Fresh translations (prose and poetry) from Verónica Gerber Bicecci, Marie NDiaye, Yi SangWoo, and others come together for a collection that specifically investigates the relationships between images and text in uncommon, eye-opening ways. In NDiaye’s “Step of a Feral Cat” (tr. by Victoria Baer), an obsession with a Nadar portrait of the 19th-century black Cuban singer Maria Martinez leads to a magnificent short story about fiction-making and possibility, exploitation and control. Monika Sznajderman’s contribution, an extract from a longer project called “The Pepper Forgers,” is also led cautiously by photographs. Sznajderman’s piece is, or becomes, “a symbolic story about life in the pre-Holocaust world” through the use of documentary photographs of family members she never knew, living in and running a boarding house that she never knew. A helpful line: “I only remember sunny days, although I know this is because Henryk, your uncle and the family photographer, only took out his camera when the sun was shining.” Rodrigo Flores Sanchez’s contribution is white text on black paper interspersed with haunting artworks that recall in their eeriness Michael Lesy’s Wisconsin Death Trip. Wonderfully, the whole thing kicks off with an illustrated (hand lettering w/ drawings) piece by Verónica Gerber Bicecci, translated by Christina MacSweeney, which provides an illuminating (and fun!) framework for understanding how text and images interact: “Some words are incapable of forming and image” atop an image of the word FUTURE. The whole thing is very good. A sustained literary mediation on our image-drenched age.
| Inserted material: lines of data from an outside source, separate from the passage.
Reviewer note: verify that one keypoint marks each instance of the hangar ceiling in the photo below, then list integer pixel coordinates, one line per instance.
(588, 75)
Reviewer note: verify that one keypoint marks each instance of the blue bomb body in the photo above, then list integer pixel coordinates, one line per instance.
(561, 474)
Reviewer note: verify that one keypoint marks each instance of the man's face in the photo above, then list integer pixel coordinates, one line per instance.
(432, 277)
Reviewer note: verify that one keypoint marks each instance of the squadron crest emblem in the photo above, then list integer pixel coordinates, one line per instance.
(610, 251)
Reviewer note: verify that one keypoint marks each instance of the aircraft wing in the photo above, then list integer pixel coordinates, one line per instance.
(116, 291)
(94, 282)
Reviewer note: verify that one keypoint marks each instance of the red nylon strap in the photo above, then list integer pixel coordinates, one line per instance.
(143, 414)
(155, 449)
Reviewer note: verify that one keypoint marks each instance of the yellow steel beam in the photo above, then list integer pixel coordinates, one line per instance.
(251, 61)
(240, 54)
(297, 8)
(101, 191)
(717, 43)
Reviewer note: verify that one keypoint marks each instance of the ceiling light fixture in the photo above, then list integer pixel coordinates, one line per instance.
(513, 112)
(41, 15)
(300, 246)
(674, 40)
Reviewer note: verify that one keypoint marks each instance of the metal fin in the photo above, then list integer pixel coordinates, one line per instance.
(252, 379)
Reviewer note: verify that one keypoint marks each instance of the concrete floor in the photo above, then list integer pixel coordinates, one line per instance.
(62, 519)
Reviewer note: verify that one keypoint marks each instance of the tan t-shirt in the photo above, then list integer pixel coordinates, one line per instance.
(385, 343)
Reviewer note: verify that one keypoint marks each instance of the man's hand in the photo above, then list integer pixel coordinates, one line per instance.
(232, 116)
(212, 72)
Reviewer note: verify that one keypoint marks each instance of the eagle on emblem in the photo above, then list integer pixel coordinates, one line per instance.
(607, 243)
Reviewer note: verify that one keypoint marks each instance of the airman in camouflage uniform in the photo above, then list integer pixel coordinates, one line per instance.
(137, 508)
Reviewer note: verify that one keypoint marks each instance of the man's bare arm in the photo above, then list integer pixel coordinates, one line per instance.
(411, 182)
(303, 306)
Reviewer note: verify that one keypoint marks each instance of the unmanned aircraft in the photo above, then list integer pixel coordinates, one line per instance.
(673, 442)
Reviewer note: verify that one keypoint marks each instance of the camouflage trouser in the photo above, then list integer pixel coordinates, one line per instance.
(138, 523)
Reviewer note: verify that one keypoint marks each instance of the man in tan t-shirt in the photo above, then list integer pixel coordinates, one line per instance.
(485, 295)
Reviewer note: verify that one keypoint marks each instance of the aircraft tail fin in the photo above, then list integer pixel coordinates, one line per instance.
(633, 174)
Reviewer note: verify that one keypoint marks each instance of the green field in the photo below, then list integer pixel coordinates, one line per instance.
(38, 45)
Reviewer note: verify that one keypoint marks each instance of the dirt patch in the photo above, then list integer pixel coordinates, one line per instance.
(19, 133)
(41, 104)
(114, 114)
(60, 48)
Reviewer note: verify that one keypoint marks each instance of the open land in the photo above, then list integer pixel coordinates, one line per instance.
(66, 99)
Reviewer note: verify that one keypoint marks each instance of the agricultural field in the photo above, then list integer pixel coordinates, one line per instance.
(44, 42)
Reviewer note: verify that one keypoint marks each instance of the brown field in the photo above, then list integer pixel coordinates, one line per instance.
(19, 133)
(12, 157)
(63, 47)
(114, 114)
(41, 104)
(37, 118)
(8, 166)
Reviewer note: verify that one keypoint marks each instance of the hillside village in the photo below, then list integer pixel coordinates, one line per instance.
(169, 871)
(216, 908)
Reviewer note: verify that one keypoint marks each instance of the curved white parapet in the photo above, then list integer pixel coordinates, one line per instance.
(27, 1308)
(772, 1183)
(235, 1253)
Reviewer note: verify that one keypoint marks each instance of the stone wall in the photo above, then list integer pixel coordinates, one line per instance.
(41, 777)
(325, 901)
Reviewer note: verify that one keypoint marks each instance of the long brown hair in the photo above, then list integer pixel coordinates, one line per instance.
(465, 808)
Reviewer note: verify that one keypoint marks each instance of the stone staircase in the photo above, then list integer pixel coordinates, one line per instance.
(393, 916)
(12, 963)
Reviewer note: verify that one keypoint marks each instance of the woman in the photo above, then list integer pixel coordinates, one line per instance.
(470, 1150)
These six stories are challenging, stretching the linear story and how we see, or, rather, what is “visible” at a given moment, from a given perspective. I thought the stories were beautifully arranged, the first, serving as an introduction to the “project”, the last, working as a coda. There was much inspiring in these pieces, the shifting perspective of Yi SanWoo, Marie Ndaiye’s quest to understand and present a historical figure, the photography of David Damoison.